"...Пал смертью храбрых"

С Кальник| опубликовано в номере №873, октябрь 1963
  • В закладки
  • Вставить в блог

Нет Витьки, ее ясноглазого мальчика, который мечтал стать капитаном дальнего плавания.

...Пал смертью храбрых. Сколько их, вот таких, молодых, горячих, создали славу ставшей легендарной Малой земле?..

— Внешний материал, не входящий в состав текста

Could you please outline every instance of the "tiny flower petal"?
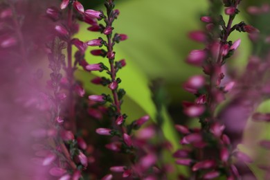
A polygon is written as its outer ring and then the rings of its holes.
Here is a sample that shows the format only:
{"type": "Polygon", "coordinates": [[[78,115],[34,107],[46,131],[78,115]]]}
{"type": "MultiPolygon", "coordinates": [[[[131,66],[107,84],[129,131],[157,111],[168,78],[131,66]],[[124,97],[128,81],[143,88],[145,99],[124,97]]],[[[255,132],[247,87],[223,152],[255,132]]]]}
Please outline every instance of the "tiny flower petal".
{"type": "Polygon", "coordinates": [[[111,129],[98,128],[96,129],[96,132],[100,135],[111,136],[111,129]]]}

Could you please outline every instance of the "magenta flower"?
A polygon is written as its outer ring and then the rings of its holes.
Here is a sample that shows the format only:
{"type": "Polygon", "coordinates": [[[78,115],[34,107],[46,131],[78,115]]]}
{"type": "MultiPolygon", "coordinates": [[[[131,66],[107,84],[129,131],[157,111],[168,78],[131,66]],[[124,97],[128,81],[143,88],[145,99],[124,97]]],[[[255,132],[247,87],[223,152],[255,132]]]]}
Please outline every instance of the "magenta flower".
{"type": "Polygon", "coordinates": [[[100,135],[111,136],[111,129],[108,128],[98,128],[96,129],[96,132],[100,135]]]}
{"type": "Polygon", "coordinates": [[[87,10],[84,12],[84,15],[89,17],[100,18],[101,12],[94,10],[87,10]]]}
{"type": "Polygon", "coordinates": [[[228,7],[225,9],[225,14],[227,15],[233,15],[235,13],[235,7],[228,7]]]}
{"type": "Polygon", "coordinates": [[[96,39],[87,42],[87,44],[90,46],[100,46],[102,45],[102,39],[96,39]]]}
{"type": "Polygon", "coordinates": [[[195,66],[201,66],[206,58],[206,53],[204,50],[192,50],[187,58],[187,62],[195,66]]]}
{"type": "Polygon", "coordinates": [[[73,7],[78,12],[82,14],[84,12],[84,6],[79,1],[75,1],[73,3],[73,7]]]}
{"type": "Polygon", "coordinates": [[[103,69],[100,66],[100,64],[91,64],[85,66],[87,71],[102,71],[103,69]]]}
{"type": "Polygon", "coordinates": [[[102,95],[90,95],[88,96],[88,98],[96,102],[102,102],[105,101],[104,96],[102,95]]]}

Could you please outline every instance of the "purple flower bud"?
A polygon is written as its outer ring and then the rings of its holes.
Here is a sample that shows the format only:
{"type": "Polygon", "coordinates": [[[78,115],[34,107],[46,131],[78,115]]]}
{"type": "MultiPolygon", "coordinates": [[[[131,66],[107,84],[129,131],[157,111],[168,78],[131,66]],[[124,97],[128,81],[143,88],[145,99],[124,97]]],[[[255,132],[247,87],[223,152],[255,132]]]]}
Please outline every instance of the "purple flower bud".
{"type": "Polygon", "coordinates": [[[225,9],[225,14],[227,15],[233,15],[235,13],[235,7],[228,7],[225,9]]]}
{"type": "Polygon", "coordinates": [[[80,159],[80,163],[84,167],[87,167],[88,160],[87,156],[84,155],[81,151],[80,151],[79,155],[78,157],[80,159]]]}
{"type": "Polygon", "coordinates": [[[75,38],[73,39],[71,41],[72,44],[74,44],[82,53],[84,53],[85,50],[87,49],[86,44],[80,41],[79,39],[75,38]]]}
{"type": "Polygon", "coordinates": [[[49,173],[53,177],[61,177],[66,172],[66,170],[60,168],[53,168],[50,170],[49,173]]]}
{"type": "Polygon", "coordinates": [[[69,0],[62,0],[60,4],[60,9],[64,10],[69,6],[69,0]]]}
{"type": "Polygon", "coordinates": [[[212,18],[209,16],[203,16],[201,17],[201,21],[206,23],[211,23],[212,18]]]}
{"type": "Polygon", "coordinates": [[[180,141],[182,145],[190,144],[194,143],[198,143],[202,141],[202,136],[201,134],[192,133],[184,136],[180,141]]]}
{"type": "Polygon", "coordinates": [[[270,122],[270,114],[255,113],[252,118],[255,121],[270,122]]]}
{"type": "Polygon", "coordinates": [[[207,40],[207,35],[201,30],[192,31],[189,33],[188,37],[191,39],[198,42],[206,42],[207,40]]]}
{"type": "Polygon", "coordinates": [[[125,143],[130,147],[132,145],[132,138],[130,137],[129,135],[128,135],[127,134],[125,134],[124,133],[124,134],[123,135],[123,138],[124,140],[124,142],[125,143]]]}
{"type": "Polygon", "coordinates": [[[112,27],[107,26],[107,27],[106,27],[106,28],[104,29],[103,34],[105,34],[106,35],[110,35],[110,34],[111,34],[111,32],[112,32],[113,29],[114,28],[112,27]]]}
{"type": "Polygon", "coordinates": [[[118,36],[120,37],[120,41],[125,41],[127,39],[127,35],[125,34],[120,34],[118,36]]]}
{"type": "Polygon", "coordinates": [[[118,116],[116,118],[116,125],[121,125],[123,123],[123,120],[124,120],[124,117],[123,116],[123,115],[118,116]]]}
{"type": "Polygon", "coordinates": [[[204,179],[213,179],[219,176],[220,173],[218,171],[212,171],[207,172],[203,177],[204,179]]]}
{"type": "Polygon", "coordinates": [[[43,160],[42,165],[50,165],[55,160],[55,159],[56,159],[55,154],[50,153],[43,160]]]}
{"type": "Polygon", "coordinates": [[[53,21],[57,21],[60,17],[60,13],[58,9],[55,7],[48,8],[46,10],[46,13],[47,16],[52,19],[53,21]]]}
{"type": "Polygon", "coordinates": [[[120,152],[121,150],[121,143],[114,142],[109,144],[105,145],[105,147],[112,151],[120,152]]]}
{"type": "Polygon", "coordinates": [[[183,84],[183,89],[192,93],[196,93],[197,91],[205,84],[205,78],[201,75],[190,77],[183,84]]]}
{"type": "Polygon", "coordinates": [[[55,121],[57,122],[58,123],[61,124],[64,123],[64,118],[63,117],[61,116],[57,116],[55,118],[55,121]]]}
{"type": "Polygon", "coordinates": [[[230,50],[235,50],[238,48],[239,45],[240,45],[241,39],[239,39],[236,40],[233,45],[230,47],[230,50]]]}
{"type": "Polygon", "coordinates": [[[100,135],[111,136],[111,129],[108,128],[98,128],[96,129],[96,132],[100,135]]]}
{"type": "Polygon", "coordinates": [[[74,135],[71,131],[63,130],[61,132],[60,136],[64,141],[69,141],[74,139],[74,135]]]}
{"type": "Polygon", "coordinates": [[[202,105],[193,105],[184,107],[183,112],[190,118],[198,117],[204,114],[205,107],[202,105]]]}
{"type": "Polygon", "coordinates": [[[114,172],[123,172],[125,171],[125,166],[112,166],[109,170],[114,172]]]}
{"type": "Polygon", "coordinates": [[[175,127],[175,129],[177,129],[177,130],[182,134],[187,134],[190,133],[188,128],[183,126],[183,125],[174,125],[174,127],[175,127]]]}
{"type": "Polygon", "coordinates": [[[183,165],[190,165],[193,162],[191,159],[179,159],[175,161],[177,164],[183,165]]]}
{"type": "Polygon", "coordinates": [[[147,122],[149,119],[150,119],[150,116],[148,115],[145,115],[143,117],[141,117],[141,118],[136,120],[135,122],[134,122],[134,124],[136,125],[138,125],[138,126],[141,126],[142,125],[143,125],[145,122],[147,122]]]}
{"type": "Polygon", "coordinates": [[[101,12],[93,10],[87,10],[84,12],[84,15],[89,17],[100,18],[101,12]]]}
{"type": "Polygon", "coordinates": [[[204,50],[192,50],[186,60],[187,62],[195,66],[201,66],[206,58],[206,53],[204,50]]]}
{"type": "Polygon", "coordinates": [[[213,160],[204,160],[198,162],[192,166],[192,171],[197,171],[201,169],[210,169],[215,166],[215,162],[213,160]]]}
{"type": "Polygon", "coordinates": [[[102,71],[103,69],[101,67],[100,64],[91,64],[85,66],[85,69],[87,71],[102,71]]]}
{"type": "Polygon", "coordinates": [[[104,96],[102,95],[90,95],[88,98],[95,102],[102,102],[105,101],[104,96]]]}
{"type": "Polygon", "coordinates": [[[101,39],[96,39],[87,42],[87,46],[100,46],[102,45],[102,44],[101,43],[102,41],[102,40],[101,39]]]}
{"type": "Polygon", "coordinates": [[[251,25],[244,26],[244,30],[245,32],[246,32],[248,33],[251,33],[251,34],[260,33],[260,30],[258,29],[254,28],[251,25]]]}
{"type": "Polygon", "coordinates": [[[61,35],[67,35],[69,34],[69,31],[62,26],[57,25],[55,29],[61,35]]]}
{"type": "Polygon", "coordinates": [[[101,28],[100,26],[98,26],[98,24],[94,24],[92,26],[89,27],[87,30],[92,32],[99,32],[100,31],[101,28]]]}
{"type": "Polygon", "coordinates": [[[84,12],[84,6],[78,1],[73,3],[74,8],[80,13],[83,14],[84,12]]]}
{"type": "Polygon", "coordinates": [[[102,177],[102,179],[101,179],[101,180],[111,180],[112,178],[113,178],[112,174],[107,174],[107,175],[105,176],[104,177],[102,177]]]}
{"type": "Polygon", "coordinates": [[[107,58],[109,60],[114,60],[115,54],[115,52],[109,51],[108,53],[107,53],[107,58]]]}
{"type": "Polygon", "coordinates": [[[230,154],[228,152],[227,147],[222,147],[220,151],[220,159],[223,162],[227,162],[228,159],[230,156],[230,154]]]}
{"type": "Polygon", "coordinates": [[[82,138],[77,138],[77,143],[80,148],[81,148],[82,150],[85,150],[87,148],[87,143],[85,143],[84,140],[82,138]]]}
{"type": "Polygon", "coordinates": [[[3,39],[3,40],[0,40],[0,47],[1,48],[9,48],[17,43],[17,39],[13,37],[7,37],[3,39]]]}

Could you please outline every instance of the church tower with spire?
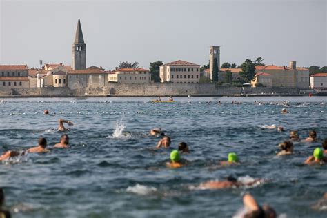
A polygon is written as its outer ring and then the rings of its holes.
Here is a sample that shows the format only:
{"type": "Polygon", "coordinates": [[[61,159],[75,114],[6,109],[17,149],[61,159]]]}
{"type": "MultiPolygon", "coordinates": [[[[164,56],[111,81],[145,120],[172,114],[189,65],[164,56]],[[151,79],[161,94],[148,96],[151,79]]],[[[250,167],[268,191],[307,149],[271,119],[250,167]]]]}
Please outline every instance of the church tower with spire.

...Черное море яростно бросало «морские охотники». Ледяная вода заливала палубу, свирепо билась о борт. А в кубрике не слышно свиста ветра, обжигающего лицо, только глухо ударяют в стенку разбушевавшиеся волны. Десантники отдыхают. Через час по колено в ледяной воде они должны ворваться на песчаную косу, где засели фашисты. Но это будет через час. А пока в кубрике смех, песни.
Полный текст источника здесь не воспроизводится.